Figure 3: Web Page Example and HTML Code with Several Types of Structures

Figure 3 shows an example of a simple web page (and its related HMTL code) that stores three different structures: a simple unordered list, a table, and a nested structure which combines lists and tables recursively. For instance, if we wish to extract only the second simple table and the ordered list stored in the third structure (that is nested inside into a table, and inside into a list) from the web page, it will only be necessary to define the rules (HTML and DataOutput) shown in Figure 4. The attributes shown in these rules are used by the parser to:

HTML-Rule (a) describes that the structure to extract is a table , and that it is the second ( position = 2 ) structure stored in the page. DataOutput-Rule (a) shows that the data is in the second cell of the table, and that the < td > tag is used as begin-end pattern. The names of the attributes are provided in that order to the parser. So, if the distribution of the attributes in the table is h orizontal/ v ertical ( distrib=hv ), we will first indicate the name of the attributes in the rows ({att1,1+att1,2+att1,3}) and then name the attributes in the columns ({att2,1+att3,1}).
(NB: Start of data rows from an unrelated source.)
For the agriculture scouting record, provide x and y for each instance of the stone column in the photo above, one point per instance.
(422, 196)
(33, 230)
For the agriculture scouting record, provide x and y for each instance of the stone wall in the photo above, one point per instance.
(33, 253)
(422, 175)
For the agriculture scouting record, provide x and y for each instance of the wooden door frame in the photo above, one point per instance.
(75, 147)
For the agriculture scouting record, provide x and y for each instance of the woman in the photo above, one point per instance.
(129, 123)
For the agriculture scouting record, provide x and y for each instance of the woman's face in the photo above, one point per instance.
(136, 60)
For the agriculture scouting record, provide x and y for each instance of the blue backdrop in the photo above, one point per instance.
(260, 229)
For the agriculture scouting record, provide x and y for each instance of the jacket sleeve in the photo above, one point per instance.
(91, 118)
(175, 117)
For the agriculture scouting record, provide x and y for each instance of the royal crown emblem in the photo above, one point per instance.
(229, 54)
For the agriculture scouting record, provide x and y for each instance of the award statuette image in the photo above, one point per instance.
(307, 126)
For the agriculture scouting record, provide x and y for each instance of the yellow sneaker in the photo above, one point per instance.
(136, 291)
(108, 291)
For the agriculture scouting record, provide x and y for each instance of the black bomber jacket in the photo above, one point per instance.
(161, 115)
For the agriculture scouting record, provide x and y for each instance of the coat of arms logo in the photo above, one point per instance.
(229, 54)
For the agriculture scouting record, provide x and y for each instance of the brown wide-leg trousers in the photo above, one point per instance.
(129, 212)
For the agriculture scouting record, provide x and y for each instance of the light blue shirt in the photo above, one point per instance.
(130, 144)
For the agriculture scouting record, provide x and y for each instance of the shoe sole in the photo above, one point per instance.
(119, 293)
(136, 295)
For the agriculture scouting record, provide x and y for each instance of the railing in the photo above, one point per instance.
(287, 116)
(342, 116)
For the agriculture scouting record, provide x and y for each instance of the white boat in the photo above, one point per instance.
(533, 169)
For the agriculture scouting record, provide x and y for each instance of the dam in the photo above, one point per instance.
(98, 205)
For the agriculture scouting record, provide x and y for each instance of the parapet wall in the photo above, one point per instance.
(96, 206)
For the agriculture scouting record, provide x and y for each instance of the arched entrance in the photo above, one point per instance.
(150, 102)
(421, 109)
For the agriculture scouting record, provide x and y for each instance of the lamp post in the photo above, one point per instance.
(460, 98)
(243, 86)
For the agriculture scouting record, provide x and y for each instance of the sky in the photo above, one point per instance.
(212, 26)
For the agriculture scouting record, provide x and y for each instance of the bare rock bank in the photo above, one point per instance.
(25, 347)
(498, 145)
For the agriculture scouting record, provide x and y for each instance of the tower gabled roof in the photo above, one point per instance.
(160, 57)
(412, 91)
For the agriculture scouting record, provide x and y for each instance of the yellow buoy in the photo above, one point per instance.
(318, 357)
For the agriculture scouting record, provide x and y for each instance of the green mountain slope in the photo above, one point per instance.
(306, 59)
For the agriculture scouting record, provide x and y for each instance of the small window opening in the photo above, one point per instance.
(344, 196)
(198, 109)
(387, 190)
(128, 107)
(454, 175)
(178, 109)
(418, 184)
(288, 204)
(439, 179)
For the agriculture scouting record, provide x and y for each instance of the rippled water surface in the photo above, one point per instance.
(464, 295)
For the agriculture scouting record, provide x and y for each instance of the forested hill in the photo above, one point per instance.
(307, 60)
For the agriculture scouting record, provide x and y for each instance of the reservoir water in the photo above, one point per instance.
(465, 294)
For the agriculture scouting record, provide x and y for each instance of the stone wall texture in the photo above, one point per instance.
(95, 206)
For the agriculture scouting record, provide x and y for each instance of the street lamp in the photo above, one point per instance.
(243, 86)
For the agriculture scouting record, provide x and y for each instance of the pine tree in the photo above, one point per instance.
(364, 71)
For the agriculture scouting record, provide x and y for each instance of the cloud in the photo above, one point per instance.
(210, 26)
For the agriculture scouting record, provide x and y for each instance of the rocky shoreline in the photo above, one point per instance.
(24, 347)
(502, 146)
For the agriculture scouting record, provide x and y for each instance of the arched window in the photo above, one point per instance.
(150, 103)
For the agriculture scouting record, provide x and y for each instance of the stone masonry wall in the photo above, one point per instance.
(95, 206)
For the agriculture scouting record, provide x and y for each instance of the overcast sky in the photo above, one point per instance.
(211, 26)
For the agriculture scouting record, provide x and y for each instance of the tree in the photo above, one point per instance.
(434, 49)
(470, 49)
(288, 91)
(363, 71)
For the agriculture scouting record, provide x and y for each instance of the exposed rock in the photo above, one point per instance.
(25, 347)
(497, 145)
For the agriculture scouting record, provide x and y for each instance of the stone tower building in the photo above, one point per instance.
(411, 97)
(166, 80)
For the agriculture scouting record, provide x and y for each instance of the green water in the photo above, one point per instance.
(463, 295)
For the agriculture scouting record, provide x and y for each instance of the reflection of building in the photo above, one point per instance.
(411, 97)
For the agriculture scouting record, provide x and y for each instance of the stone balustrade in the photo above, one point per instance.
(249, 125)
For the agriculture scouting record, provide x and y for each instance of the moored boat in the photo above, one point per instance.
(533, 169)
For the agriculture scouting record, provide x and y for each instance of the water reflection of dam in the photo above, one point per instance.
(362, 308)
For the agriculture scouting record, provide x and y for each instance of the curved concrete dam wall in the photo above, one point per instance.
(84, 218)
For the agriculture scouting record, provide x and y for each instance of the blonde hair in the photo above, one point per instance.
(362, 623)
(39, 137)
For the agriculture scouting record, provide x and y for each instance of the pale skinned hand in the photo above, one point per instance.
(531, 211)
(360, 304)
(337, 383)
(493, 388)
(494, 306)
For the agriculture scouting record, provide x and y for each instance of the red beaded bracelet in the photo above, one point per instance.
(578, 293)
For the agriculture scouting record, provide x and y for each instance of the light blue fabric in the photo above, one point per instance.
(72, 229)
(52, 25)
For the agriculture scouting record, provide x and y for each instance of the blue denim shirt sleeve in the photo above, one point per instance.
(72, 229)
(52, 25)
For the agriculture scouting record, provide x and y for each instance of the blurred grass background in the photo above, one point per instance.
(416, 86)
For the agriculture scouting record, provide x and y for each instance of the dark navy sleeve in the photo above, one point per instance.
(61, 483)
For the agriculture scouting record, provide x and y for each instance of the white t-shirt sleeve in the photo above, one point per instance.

The data type to retrieve will be String values and, finally, the WebParser will generate a table ( data struc= tablehv ) to store the retrieved data.
HTML-Rule (b) describes that the structure to extract is a list which is stored inside the third structure ( position=3 ). DataOutput-Rule (b) shows that the data is stored in the second cell of the table, which is stored in third position in the list ( data Level=3.3.2 ), and that it possibly uses the < li > tag as the begin-end pattern. There are no names associated with the data to retrieve ( attrib={null} ), and no distribution of them is necessary. The data type to retrieve will be integer values and, finally, the WebParser will generate a vector ( data struc=sortlist ) to store the retrieved data.

Rule (a): table

Rule (b): list

 - HTML rule:      type= table      position= 2 - DataOutput rule:      data Level= 2      begin-mark= <td>      end-mark= </td>      attrib= {att1,1+att2,1+att2,1}              {att2,1+att3,1}      distrib= hv      data type= (str)      data struc= tablehv

 - HTML rule:      type= list      position= 3 - DataOutput rule:      data Level= 3.3.2      begin-mark= <li>      end-mark= </li>      attib = {null}      distrib = (null)      data type = (int)      data struc = sortlist

Figure 4: HTML and DataOutput-Rules to Extract the Information Stored in the Selected Structures

Actually, the output of the WebParser is a Java object (vector or tables), so this output will be modified by the agent as needed.